Ao “homem-máquina”, por óbvio, não eliminado neste contexto — a exploração profunda em moldes clássicos continuará (com o aumento do PIB, redução do valor da hora de trabalho paga e o aumento das jornadas de trabalho) — a ele se associam novos dispositivos disciplinares de engajamento mais profundos (auxiliados é claro legislativamente) que sofisticam a obediência mecânica e trazem a forma da motivação e da “flexibilidade” como o desenho do “empreendedor”. Se a nova liturgia da gestão toma conta de todos os escaninhos da vida, ela não abrirá mão de se lançar sobre regras legislativas, vistas como representação de um discurso social que impele à eliminação de tudo que não possa ser absorvido pela forma-mercadoria, ou seja, conduzido pelo fluxo mercantil sintetizador de toda qualidade humana em quantidades intercambiáveis e aniquiláveis.

Ler os atuais movimentos de reformas, tanto trabalhista quanto previdenciária, deve imperativamente passar por esta análise, retratos bem definidos que são do “ideal empresarial de si”, ou seja, da formalização da sociedade sob a base do modelo empresarial.
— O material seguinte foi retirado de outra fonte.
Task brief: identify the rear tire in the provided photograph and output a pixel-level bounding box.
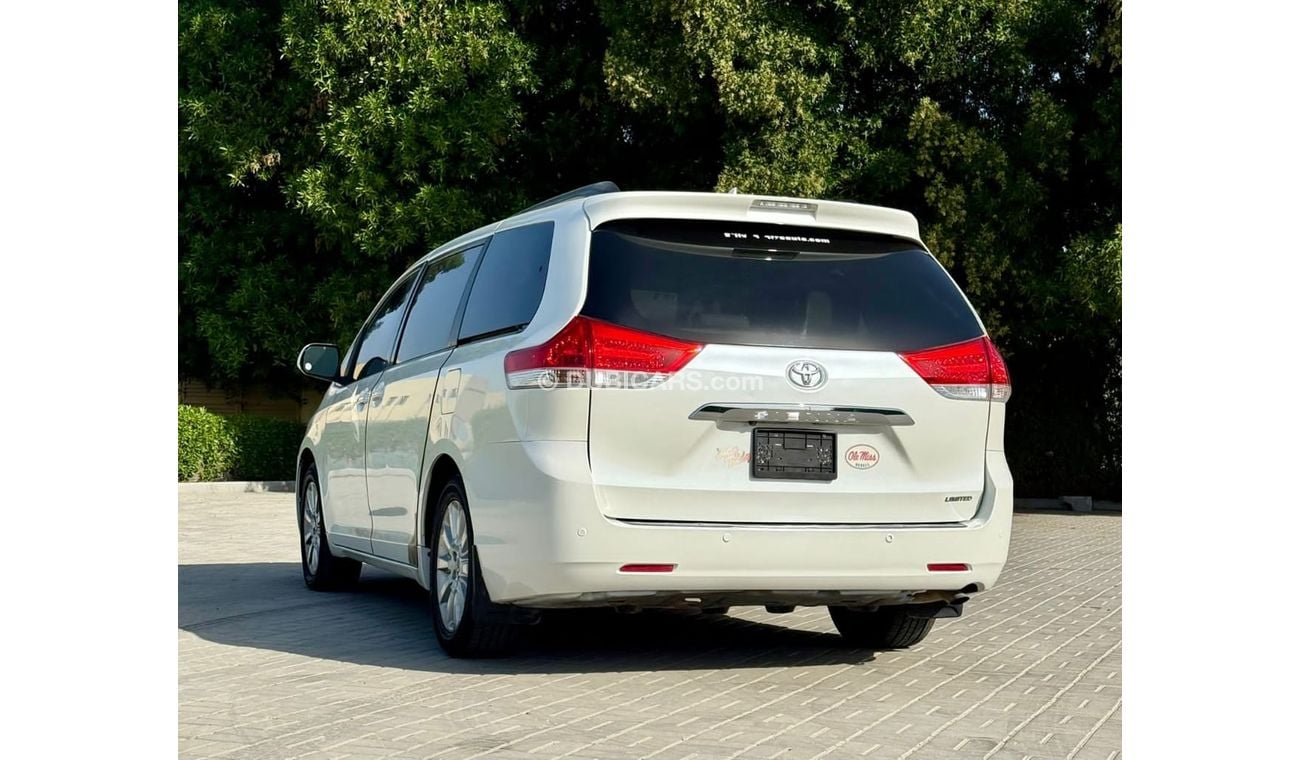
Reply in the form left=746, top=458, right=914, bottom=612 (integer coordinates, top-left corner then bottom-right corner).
left=298, top=464, right=362, bottom=591
left=829, top=605, right=935, bottom=648
left=430, top=478, right=519, bottom=658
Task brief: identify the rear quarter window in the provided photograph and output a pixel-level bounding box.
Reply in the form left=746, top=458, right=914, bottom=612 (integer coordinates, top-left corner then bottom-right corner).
left=581, top=219, right=983, bottom=353
left=458, top=222, right=555, bottom=342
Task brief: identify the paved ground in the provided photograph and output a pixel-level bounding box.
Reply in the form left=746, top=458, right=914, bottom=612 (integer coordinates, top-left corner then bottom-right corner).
left=179, top=492, right=1121, bottom=760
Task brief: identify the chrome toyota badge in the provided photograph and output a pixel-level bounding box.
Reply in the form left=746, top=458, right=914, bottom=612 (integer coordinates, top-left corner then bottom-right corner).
left=786, top=360, right=827, bottom=391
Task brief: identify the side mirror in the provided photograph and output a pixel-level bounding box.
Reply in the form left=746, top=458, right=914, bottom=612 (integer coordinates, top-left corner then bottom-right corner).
left=297, top=343, right=341, bottom=383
Portanto, numa “sociedade do desempenho”, um poder público apenas poderá se tornar viável por instrumentos legais que assegurem a “precarização” das relações de exploração do valor do trabalho, solapando os parcos cantos de resistência de direitos e garantias consagrados na CLT e na CRFB. Exercício que a gramática da eficiência e da competitividade facilmente se inscreverá avalizada por qualquer tribunal econômico (nada metafórico) que tome conta. Novidade alguma: assumem-se os valores do mercado a colonizar a política e suas instituições.
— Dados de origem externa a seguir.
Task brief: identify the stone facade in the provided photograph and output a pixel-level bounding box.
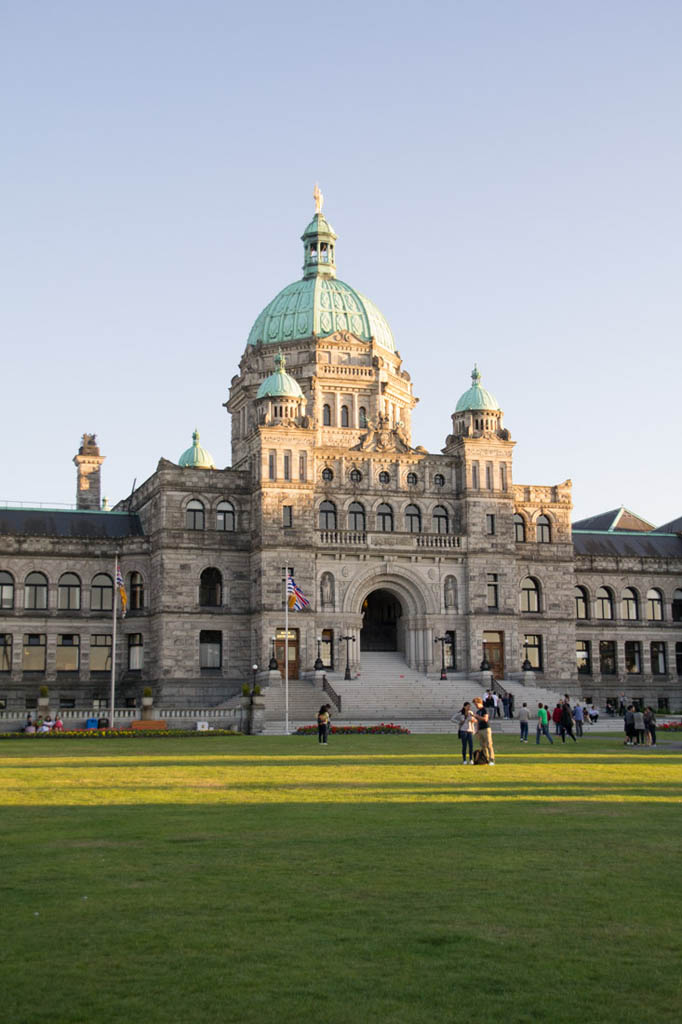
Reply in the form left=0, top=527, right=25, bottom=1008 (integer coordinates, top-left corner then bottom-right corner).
left=0, top=206, right=680, bottom=714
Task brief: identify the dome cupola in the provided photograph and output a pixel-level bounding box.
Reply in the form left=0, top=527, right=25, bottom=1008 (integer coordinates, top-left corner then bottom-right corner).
left=255, top=350, right=306, bottom=426
left=451, top=366, right=506, bottom=440
left=455, top=365, right=500, bottom=413
left=178, top=429, right=216, bottom=469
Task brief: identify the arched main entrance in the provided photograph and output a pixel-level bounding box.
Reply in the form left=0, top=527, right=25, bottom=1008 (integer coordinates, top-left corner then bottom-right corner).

Vê-se hoje, em contornos bem nítidos, que os múltiplos modos de governabilidade dispostos entre indivíduos e governo, aparentes no atual espetáculo do desmantelamento implementado pelo governo golpista no Brasil, são apenas tradução da “nova razão do mundo” tão enraizada como nunca em nosso cenário psicopolítico. Campeiam os arautos da “otimização da produtividade” e da “maximização das performances”, com o mínimo de atrito, ao menos sob o aspecto de uma suposta liberdade contratual. Neste contexto de empuxo à intensificação da produção de coisas fungíveis e, por suposto, de destruição de qualquer objeto (inclusive humano) que atrapalhe este fluxo, o trabalhador nada mais é que mero suporte do processo de produção do valor. Trabalhador coisificado e mensurável financeiramente como custo na engrenagem. Muito mais que uma regulamentação legal, estamos testemunhando a própria normatividade interna do capitalismo atual, em mais um capítulo no seu esforço contínuo de acumulação e desempenho.
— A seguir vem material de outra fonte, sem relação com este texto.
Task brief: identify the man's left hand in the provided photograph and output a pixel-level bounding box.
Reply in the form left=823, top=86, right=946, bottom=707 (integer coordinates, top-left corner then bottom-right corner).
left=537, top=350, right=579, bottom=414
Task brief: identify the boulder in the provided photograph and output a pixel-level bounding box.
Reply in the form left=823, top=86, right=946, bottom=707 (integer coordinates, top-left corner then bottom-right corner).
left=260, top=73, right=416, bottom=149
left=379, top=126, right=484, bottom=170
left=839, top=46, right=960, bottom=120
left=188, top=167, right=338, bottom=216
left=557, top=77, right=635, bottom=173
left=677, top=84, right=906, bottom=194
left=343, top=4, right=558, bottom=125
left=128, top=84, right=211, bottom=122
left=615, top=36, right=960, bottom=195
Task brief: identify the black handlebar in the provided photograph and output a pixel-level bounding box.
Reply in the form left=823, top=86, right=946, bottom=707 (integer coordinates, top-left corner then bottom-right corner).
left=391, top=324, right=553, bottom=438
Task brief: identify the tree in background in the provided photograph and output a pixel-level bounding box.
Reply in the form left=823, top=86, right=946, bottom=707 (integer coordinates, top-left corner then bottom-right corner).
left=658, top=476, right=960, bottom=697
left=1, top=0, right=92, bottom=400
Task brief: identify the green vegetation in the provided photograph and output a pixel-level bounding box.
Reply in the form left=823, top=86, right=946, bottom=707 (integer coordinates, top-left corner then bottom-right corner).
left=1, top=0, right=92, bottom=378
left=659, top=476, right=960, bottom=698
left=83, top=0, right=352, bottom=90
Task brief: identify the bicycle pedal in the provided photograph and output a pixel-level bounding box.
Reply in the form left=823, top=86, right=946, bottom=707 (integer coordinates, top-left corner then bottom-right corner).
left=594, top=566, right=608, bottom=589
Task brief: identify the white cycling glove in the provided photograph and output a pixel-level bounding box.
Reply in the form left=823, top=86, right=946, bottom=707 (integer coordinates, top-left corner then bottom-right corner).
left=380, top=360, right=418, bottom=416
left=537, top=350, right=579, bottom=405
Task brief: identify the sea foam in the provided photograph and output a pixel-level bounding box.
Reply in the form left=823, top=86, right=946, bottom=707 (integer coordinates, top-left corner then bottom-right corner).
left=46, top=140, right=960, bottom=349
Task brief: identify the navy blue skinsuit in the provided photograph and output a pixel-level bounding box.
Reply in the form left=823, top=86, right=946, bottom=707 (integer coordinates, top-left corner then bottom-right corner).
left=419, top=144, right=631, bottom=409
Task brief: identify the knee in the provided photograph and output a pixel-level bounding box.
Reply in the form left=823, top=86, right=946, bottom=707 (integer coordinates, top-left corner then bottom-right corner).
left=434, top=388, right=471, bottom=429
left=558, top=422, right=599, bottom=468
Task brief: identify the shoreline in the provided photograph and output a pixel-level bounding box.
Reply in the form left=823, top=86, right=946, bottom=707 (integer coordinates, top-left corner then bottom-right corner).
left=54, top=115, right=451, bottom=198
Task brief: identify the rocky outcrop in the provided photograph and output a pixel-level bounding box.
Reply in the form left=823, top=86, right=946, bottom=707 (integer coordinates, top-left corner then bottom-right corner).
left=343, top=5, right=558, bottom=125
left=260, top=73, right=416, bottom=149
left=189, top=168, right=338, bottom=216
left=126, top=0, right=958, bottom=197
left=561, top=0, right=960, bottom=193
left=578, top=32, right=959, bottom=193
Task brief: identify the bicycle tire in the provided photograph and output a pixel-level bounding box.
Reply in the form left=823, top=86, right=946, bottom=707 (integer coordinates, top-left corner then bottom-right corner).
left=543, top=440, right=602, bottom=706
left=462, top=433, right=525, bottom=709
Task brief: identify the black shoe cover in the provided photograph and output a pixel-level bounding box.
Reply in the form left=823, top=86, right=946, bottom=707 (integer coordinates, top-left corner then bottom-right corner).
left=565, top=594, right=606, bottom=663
Enfim, a “flexibilização” das relações trabalhistas e previdenciárias vão demandar uma rígida adequação legal que garanta não mais qualquer resquício de alguma rede de seguridade social, mas a ampliação do espaço econômico. Clareira aberta dentro da qual caberá apenas aos trabalhadores assumir e enfrentar riscos. Com este quadro, em que o sujeito neoliberal apenas se apresenta como um agente de cálculo e enxerga a vida como imenso campo de caça (chama isso de concorrência), natural que requeira do Estado apenas as condições para desdobrar sua violência, ou seja, tradução da radical violência de sua razão em “flexibilidade normativa”. Que a luta responsável não dispense jamais a atenção, na biopolítica das sociedades capitalistas contemporâneas, das estratégias de regulamentação deste modo empresarial da experiência.

[1] Augusto Jobim é professor do Programa de Pós-Graduação em Ciências Criminais da PUCRS e professor convidado da Passagens — Escola de Filosofia.